How to get to Ulu Temburong
The only way to get to Ulu Temburong is with an organized tour. It’s quite expensive but it was definitely worth it (and let’s face it: there’s not much else to do in Brunei). We went with AZ Back to Nature tours (arranged through Borneo Guide). They also have a camp close to the park where it is possible to stay overnight and to be at the park early in the morning. We didn’t do our homework properly and found out about that too late so we only did a day trip to the national park. Everything war perfectly organized. In Bangar, where we left the speedboat, a driver picked us up and brought us to Batang Duri, the village at the end of the road. There, our guide and the boatman were waiting for us with the longboat ready.
Upriver in a longboat
During dry season, the river’s water level is very low and only a maximum of four people can travel in one boat. The way to the park is all upstream and we were ready to jump out and push. We didn’t have to though, our guide did all the work for us.
In the national park
Only a tiny fraction of Ulu Temburong national park is open to the public and there’s only one trail and a canopy walkway. After crossing the river on a suspension bridge, it’s 1200 steps until you reach the canopy walkway. Even though we managed the steps just fine, we were drenched in sweat because of the heat and the humidity.

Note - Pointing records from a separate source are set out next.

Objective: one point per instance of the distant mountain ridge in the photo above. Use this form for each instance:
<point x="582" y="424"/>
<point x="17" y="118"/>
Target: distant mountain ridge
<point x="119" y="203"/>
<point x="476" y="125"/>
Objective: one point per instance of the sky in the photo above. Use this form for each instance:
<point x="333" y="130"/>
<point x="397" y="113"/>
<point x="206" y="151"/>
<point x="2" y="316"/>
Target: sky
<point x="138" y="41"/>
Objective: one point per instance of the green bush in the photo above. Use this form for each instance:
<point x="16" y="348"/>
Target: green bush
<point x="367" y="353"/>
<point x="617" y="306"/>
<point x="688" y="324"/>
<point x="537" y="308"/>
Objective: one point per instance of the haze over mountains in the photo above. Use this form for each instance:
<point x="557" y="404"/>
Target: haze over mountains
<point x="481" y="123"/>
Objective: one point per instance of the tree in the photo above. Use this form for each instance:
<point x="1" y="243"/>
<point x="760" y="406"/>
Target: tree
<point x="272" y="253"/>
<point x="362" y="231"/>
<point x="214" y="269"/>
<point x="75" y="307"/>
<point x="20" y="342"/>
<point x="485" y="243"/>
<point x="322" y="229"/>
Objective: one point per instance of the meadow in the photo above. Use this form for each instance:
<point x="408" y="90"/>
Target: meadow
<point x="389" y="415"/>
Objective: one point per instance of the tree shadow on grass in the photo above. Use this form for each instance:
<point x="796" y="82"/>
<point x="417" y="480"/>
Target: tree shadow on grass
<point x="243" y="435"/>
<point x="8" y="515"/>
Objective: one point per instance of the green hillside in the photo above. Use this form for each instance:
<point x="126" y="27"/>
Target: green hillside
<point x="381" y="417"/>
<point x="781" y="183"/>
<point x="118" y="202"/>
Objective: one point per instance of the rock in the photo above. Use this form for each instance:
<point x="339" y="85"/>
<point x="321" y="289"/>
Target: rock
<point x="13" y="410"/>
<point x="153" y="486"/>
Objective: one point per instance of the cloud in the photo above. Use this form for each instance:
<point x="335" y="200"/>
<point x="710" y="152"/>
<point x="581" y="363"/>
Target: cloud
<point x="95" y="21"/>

The canopy walkway (more steps here) is 50 meters above ground and offers magnificent views over the jungle – there’s not one single house or other sign of human settlements in sight. The walkway is built with steel towers which only support a few people at the same time (two on the platforms, one on the stairs) and the whole construction moves and sways from side to side. It’s not like the canopy walkways in other parks, this here is not made for big groups of people and that’s what makes this place so special. It’s an adventure to get here and once you’re here, chances are good you’re almost on your own. And the views from the top of the walkway… unforgettable!
Apart from some reptiles and insects we didn’t see any wildlife. That’s actually a good sign, it means that the animals have a huge habitat and are not being pushed closer to the river and the trail by ever growing palm oil plantations and logging as it is the case in other parts of Borneo.
Fish spa at the waterfall
On the way back we visited a waterfall that can only be reached by walking along and in a small stream. Apparently in the rainy season it’s possible to get there by boat. Now that it’s dry season, the waterfall is not that impressive but it’s still nice and in the pool below the waterfall there are doctor fish so you get a free fish spa treatment while contemplating the waterfall. Isn’t that awesome?
Before heading back to BSB, again by longboat (downstream this time, much easier), car, and speedboat, we had lunch at the company’s camp. The food was great: typical Iban food; chicken curry, fish, and umbut (heart of palm) with rice.